Common peroneal nerve: Continues laterally to wrap around the fibular neck (vulnerable to injury here — Topic Trauma-31). Tibial nerve: Continues distally through the popliteal fossa. Popliteal artery and vein: Pass through the popliteal fossa. Vulnerable in knee dislocations (Topic Trauma-26) and distal femur/proximal tibia fractures.

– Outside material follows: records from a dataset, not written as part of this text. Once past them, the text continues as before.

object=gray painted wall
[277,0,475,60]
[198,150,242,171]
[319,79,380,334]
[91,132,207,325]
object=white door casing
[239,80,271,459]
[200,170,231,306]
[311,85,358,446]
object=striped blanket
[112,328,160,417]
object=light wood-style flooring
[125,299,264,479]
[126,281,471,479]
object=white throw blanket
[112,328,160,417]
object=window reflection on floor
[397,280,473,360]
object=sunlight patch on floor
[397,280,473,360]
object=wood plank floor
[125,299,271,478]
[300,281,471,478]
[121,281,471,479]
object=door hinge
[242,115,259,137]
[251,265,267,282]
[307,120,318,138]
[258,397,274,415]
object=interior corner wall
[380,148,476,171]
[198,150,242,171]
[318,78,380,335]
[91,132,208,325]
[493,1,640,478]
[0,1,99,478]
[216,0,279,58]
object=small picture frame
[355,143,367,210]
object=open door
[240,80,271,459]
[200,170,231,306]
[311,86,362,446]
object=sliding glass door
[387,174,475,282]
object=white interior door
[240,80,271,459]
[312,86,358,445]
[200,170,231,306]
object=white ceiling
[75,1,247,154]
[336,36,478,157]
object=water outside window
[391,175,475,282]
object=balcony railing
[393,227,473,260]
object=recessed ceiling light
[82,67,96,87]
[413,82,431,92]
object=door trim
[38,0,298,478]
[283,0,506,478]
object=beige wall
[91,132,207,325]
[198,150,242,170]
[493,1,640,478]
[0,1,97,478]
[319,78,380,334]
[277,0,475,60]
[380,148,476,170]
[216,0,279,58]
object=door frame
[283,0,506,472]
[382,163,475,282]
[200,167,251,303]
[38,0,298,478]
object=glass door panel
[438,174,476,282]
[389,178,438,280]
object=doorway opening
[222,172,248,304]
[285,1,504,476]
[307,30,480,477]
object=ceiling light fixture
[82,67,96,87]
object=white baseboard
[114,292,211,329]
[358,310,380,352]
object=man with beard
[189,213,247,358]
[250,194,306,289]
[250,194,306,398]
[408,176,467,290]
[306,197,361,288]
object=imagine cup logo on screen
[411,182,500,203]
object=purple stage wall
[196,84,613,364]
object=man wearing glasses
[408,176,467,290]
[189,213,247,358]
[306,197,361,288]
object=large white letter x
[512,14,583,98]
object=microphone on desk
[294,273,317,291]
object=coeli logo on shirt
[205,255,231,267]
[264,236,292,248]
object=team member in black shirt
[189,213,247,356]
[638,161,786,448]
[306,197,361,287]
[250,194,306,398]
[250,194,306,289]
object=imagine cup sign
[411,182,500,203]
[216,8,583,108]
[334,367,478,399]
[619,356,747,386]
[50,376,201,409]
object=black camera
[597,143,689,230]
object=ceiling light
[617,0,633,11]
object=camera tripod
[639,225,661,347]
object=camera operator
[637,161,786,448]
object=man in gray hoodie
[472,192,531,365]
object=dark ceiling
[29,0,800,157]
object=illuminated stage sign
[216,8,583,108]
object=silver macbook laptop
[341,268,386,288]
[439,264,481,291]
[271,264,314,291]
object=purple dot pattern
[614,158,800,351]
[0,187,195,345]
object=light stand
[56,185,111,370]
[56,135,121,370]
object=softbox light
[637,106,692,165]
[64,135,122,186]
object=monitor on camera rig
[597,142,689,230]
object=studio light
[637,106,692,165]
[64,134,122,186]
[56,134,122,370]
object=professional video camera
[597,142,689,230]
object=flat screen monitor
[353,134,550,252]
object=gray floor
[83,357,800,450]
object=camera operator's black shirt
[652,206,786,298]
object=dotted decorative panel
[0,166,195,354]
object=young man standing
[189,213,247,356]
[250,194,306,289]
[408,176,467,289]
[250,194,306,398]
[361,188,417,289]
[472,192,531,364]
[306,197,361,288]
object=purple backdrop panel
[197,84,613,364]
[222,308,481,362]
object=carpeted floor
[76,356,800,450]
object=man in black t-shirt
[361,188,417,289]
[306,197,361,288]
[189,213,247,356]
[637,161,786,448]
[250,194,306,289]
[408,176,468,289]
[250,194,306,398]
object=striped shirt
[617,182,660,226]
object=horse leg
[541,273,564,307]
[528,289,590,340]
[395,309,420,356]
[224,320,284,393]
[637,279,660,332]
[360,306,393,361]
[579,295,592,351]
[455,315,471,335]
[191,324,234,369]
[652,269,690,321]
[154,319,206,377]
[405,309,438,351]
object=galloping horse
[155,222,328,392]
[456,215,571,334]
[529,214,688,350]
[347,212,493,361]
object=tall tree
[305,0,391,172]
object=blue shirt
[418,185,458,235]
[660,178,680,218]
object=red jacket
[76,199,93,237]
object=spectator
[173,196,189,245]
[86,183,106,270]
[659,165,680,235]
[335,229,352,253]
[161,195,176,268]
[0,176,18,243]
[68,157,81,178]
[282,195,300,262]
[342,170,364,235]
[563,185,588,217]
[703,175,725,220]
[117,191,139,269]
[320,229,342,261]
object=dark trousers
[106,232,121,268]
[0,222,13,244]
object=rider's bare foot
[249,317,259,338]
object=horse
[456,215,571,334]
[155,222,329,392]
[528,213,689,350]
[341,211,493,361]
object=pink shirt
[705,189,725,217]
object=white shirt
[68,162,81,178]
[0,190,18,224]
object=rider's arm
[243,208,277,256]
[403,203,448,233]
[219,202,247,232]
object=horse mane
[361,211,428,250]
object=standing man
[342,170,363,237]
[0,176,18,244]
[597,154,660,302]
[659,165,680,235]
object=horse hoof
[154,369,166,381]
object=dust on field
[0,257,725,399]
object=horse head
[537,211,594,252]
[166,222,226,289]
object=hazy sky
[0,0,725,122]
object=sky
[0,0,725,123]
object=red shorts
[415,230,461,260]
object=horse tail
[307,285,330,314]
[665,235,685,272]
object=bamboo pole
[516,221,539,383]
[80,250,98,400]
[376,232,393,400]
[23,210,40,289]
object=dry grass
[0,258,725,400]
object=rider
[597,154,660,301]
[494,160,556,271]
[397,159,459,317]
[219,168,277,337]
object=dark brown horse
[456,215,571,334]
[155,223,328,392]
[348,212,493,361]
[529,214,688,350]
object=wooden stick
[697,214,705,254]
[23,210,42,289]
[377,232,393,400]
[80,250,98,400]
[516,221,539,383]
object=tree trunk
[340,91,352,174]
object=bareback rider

Summary and Take-Home Points
The thigh has three principal compartments (anterior with quadriceps and femoral nerve, medial with adductors and obturator nerve, posterior with hamstrings and sciatic nerve), with the femoral triangle at the proximal end and the popliteal fossa at the distal end as the principal neurovascular landmarks. The femoral shaft is approached for fracture fixation typically through an anterolateral approach between vastus lateralis and rectus femoris. The knee joint is accessed through the medial parapatellar approach (the workhorse for TKA and major knee procedures), with muscle-preserving variants (midvastus, subvastus) gaining popularity for selected indications. The lateral parapatellar approach is reserved for severe valgus or lateral instability. The posterior approach is used for posterior tibial plateau fractures, PCL tibial inlay, and exploration of the popliteal vessels. Knee arthroscopy through standard anterolateral and anteromedial portals provides access to the entire joint for meniscal, cartilage, ligament, and synovial procedures. The principal neurovascular structures of the popliteal fossa (popliteal vessels, tibial and common peroneal nerves) are the critical considerations in posterior knee and proximal tibia procedures. The common peroneal nerve around the fibular neck is vulnerable to direct injury in lateral approaches and to traction injury in knee dislocations. The chapter that follows turns to the lower leg, completing the proximal-to-distal lower extremity sequence.